In this post, I will discuss the differences between message queues, mailboxes, and pipes. Message queues, mailboxes, and pipes are services that are provided by RTOSs that enable tasks to communicate with each other. Tasks need to communicate with each other in order to coordinate activities and to share data.
If you need strong control over prioritization, mailboxes might be a good choice. You can easily prioritize mailbox messages no matter when they entered the mailbox.
This characteristic provides a definite advantage over other inter-task communication options such as queues which are particularly sensitive to the order in which messages are added and removed from the data structure.

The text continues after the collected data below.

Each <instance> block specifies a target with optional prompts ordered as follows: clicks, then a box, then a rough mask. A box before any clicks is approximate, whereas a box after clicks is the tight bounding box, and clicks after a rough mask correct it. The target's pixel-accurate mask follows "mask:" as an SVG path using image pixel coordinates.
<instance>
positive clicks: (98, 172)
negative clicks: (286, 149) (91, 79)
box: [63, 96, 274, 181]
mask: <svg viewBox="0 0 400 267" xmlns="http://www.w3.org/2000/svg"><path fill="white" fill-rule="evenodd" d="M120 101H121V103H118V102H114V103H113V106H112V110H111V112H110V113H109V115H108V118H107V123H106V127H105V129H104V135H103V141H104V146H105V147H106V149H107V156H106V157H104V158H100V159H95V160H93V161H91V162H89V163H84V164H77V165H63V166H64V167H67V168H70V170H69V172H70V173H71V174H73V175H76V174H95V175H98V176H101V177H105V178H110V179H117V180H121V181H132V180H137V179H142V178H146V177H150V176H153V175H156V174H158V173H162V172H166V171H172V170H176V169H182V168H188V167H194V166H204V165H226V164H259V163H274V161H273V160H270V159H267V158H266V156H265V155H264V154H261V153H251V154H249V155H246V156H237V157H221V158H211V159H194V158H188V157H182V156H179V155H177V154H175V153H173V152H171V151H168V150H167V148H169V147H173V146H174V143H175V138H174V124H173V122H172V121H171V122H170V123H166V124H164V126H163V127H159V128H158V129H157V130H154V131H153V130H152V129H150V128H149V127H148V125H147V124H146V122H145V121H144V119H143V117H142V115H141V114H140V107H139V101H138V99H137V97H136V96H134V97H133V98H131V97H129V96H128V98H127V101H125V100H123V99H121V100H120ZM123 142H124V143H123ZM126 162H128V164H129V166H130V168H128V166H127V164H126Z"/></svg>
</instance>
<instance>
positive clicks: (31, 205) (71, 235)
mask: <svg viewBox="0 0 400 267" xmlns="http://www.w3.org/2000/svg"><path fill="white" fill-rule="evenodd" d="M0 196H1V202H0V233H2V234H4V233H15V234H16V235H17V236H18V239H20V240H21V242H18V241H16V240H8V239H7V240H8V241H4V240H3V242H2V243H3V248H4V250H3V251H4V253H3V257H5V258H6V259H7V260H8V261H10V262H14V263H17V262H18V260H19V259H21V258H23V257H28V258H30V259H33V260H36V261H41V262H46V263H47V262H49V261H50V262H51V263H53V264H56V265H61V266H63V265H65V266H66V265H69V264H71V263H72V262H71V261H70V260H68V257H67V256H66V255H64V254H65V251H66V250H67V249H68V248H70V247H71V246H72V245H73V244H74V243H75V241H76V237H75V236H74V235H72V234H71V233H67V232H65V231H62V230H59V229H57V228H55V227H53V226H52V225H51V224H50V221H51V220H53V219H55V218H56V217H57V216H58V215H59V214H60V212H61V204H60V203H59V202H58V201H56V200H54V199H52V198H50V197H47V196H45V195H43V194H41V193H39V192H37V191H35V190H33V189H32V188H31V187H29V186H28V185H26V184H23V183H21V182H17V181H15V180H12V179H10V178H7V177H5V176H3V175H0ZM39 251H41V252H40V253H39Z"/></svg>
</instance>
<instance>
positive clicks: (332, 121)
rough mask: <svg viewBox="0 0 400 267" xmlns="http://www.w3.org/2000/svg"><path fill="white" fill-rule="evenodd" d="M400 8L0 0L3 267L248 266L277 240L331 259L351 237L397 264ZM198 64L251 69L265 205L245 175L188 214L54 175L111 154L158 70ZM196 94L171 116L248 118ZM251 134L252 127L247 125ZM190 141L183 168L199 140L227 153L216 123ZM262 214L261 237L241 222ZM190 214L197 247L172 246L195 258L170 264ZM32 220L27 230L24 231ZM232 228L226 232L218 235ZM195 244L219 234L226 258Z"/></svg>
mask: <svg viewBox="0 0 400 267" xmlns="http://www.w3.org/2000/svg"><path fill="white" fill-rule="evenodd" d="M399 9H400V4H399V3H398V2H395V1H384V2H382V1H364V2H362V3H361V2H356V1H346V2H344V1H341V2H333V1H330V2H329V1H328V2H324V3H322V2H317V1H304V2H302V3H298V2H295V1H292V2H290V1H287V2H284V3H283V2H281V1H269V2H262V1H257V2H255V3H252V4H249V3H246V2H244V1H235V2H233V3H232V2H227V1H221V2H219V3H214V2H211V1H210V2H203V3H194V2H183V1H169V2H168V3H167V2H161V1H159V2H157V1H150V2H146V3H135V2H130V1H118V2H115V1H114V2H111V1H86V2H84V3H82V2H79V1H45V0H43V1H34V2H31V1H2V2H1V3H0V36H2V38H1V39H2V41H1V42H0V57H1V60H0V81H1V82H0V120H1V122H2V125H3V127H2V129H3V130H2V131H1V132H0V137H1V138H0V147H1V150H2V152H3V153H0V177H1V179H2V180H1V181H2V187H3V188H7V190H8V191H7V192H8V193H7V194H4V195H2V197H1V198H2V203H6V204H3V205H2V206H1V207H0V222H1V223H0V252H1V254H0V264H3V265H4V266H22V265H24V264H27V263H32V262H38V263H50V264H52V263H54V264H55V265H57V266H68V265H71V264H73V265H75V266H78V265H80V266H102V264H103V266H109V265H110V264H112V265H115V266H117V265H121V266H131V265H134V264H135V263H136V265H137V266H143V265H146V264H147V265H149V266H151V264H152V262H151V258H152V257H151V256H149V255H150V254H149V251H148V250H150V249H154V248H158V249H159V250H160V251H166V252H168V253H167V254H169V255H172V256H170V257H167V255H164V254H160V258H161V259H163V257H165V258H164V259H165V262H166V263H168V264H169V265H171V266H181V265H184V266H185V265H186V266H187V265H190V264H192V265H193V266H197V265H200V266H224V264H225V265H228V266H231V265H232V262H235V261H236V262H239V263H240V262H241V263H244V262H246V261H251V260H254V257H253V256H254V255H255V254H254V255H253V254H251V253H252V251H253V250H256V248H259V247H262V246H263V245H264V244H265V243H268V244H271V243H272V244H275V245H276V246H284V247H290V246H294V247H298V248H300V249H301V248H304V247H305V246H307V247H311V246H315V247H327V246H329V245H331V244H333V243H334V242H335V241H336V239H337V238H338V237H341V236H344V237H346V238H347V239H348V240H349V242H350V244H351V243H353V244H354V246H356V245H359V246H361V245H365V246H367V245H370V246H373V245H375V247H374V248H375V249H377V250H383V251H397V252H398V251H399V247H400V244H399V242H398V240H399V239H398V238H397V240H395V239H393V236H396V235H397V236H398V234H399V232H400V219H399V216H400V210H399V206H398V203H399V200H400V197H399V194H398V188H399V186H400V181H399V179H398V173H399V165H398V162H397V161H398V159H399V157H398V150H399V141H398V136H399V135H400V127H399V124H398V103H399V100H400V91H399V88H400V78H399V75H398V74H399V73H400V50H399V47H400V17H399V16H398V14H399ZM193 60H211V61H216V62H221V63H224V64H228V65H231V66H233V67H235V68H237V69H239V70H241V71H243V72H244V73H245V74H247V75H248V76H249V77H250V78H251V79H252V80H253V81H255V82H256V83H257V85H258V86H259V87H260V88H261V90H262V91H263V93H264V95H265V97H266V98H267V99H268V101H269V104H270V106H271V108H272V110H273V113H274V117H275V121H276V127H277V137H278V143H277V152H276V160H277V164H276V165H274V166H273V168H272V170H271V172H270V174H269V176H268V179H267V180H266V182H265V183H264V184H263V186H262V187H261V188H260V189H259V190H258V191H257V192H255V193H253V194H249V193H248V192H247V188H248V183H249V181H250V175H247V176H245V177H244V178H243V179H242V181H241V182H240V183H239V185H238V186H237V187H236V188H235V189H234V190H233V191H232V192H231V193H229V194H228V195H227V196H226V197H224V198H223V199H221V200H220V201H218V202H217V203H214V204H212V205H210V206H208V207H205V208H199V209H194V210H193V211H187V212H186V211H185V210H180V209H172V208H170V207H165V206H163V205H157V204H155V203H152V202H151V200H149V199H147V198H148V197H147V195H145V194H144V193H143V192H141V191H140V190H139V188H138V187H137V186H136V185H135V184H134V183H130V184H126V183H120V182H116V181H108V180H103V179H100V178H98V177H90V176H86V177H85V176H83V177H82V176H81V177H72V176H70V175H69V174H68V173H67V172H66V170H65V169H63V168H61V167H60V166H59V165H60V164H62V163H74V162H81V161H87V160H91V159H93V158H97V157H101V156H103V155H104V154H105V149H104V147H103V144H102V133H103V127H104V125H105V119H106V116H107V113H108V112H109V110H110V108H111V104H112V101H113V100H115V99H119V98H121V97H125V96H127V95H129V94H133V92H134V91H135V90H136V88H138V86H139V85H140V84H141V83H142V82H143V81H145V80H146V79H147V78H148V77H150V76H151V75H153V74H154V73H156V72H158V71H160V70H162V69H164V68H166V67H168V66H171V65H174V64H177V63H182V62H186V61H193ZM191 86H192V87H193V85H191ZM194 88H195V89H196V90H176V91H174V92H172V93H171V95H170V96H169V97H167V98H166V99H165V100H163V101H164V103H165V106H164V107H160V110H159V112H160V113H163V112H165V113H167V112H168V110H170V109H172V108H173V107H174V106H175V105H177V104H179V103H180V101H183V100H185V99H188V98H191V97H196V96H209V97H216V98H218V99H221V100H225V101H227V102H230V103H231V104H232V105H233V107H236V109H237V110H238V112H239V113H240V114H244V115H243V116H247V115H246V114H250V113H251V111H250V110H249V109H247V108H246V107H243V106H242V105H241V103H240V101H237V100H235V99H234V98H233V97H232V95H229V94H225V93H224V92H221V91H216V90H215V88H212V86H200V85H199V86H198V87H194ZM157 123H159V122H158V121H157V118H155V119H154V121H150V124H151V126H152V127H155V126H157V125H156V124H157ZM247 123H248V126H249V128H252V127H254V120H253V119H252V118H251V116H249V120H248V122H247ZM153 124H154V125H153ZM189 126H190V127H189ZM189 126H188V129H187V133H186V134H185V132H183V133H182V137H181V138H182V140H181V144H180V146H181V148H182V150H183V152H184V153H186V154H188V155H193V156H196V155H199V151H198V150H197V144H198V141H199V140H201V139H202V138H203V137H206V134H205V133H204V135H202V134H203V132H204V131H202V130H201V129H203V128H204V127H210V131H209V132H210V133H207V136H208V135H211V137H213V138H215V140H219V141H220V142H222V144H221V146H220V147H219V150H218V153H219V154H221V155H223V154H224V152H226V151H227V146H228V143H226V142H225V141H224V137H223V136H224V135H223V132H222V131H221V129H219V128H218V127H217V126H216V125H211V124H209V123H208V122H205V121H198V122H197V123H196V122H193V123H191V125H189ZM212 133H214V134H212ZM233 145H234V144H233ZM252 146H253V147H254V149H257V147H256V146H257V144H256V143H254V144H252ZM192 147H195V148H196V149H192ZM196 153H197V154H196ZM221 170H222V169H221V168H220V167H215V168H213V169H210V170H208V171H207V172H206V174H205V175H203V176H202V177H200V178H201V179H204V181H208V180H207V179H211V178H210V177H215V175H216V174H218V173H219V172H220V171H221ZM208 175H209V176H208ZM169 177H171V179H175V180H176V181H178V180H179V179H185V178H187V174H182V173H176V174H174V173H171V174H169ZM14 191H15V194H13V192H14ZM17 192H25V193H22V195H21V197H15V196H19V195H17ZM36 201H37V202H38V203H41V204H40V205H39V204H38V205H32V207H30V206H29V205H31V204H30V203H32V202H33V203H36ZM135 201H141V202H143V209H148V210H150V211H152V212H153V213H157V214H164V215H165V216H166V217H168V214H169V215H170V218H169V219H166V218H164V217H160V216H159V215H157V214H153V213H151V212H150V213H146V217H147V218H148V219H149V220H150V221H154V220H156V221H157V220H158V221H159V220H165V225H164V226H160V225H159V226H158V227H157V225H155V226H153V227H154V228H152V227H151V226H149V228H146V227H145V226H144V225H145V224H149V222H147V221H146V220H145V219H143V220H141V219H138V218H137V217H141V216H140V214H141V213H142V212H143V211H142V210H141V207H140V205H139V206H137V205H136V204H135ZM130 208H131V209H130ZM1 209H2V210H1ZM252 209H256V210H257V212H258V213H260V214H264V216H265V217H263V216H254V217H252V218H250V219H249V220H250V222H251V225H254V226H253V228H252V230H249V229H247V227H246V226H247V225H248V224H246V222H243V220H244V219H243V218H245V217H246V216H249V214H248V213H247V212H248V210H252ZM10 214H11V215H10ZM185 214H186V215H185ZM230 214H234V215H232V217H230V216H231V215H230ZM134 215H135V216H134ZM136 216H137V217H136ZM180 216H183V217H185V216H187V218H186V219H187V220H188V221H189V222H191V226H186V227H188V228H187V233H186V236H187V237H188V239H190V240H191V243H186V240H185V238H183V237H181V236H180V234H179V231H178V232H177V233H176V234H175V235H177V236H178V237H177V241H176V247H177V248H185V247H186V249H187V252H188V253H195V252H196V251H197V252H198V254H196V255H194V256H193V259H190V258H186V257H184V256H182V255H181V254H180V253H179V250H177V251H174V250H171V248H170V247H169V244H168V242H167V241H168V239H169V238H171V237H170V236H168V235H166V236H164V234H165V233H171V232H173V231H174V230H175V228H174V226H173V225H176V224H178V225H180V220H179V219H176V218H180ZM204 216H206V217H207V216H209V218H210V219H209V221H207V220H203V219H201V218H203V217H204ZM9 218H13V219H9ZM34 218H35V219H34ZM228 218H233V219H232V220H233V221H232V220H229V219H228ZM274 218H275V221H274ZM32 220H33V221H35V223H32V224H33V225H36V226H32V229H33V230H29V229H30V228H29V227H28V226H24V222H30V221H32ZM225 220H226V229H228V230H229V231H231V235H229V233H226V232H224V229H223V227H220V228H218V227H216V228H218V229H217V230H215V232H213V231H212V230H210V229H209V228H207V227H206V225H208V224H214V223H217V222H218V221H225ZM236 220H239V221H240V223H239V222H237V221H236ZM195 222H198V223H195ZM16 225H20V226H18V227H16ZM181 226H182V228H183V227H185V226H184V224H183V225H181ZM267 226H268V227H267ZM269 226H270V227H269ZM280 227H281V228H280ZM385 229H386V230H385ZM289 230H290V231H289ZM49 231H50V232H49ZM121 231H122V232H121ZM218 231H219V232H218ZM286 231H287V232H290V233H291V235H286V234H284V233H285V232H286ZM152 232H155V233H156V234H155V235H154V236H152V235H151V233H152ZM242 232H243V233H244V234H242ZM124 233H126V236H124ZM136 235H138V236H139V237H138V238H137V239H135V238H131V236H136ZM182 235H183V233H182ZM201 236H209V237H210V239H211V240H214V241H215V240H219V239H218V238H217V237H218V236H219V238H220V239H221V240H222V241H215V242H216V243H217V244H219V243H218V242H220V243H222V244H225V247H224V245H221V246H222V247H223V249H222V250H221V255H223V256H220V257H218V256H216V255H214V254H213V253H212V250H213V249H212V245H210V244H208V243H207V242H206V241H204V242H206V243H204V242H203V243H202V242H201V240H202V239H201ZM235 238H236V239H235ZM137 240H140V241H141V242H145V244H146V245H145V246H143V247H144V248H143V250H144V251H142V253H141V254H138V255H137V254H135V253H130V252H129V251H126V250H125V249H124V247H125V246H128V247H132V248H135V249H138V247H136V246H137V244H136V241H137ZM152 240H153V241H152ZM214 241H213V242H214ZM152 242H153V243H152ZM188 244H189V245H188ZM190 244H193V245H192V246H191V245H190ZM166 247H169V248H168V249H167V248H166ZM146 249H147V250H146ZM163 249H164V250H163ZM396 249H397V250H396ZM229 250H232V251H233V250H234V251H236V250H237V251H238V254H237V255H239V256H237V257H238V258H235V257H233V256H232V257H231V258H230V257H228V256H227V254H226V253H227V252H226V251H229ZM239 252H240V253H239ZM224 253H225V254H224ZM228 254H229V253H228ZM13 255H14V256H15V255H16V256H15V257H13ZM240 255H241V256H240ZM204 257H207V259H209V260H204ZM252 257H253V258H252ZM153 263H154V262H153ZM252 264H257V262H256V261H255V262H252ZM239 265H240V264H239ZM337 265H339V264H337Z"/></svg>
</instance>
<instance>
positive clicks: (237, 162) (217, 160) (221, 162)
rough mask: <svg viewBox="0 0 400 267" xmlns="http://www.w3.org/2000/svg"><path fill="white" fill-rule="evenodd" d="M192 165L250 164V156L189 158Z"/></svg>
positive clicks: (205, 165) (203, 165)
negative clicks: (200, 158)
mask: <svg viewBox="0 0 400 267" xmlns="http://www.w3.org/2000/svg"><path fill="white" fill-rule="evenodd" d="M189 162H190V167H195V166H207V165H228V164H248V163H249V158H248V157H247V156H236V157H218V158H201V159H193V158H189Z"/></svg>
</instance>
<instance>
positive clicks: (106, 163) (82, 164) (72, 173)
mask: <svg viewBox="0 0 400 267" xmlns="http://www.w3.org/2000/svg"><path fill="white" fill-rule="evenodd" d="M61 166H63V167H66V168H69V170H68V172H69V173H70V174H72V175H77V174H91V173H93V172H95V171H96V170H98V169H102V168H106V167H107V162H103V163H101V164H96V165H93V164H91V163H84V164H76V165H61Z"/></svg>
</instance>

The other benefit of mailboxes is that there is typically no size limit on individual mailboxes. The size limit is typically fixed and is set by the programmer.
If you have an implementation that requires first-in-first-out prioritization, queues are a great choice. They are flexible and relatively easy to implement, making them a common choice in RTOS implementations.
The downside of queues is that, unlike mailboxes, you are often limited in the amount of data that you can write to the queue in any given call. Many RTOSs don’t have a lot of flexibility when it comes to this.
If you need to be able to write messages of varying lengths, pipes are the best choice. Pipes are identical to queues except they are byte-oriented. The main difference between pipes and queues is that pipes allow you to write messages of any length, while queues do not.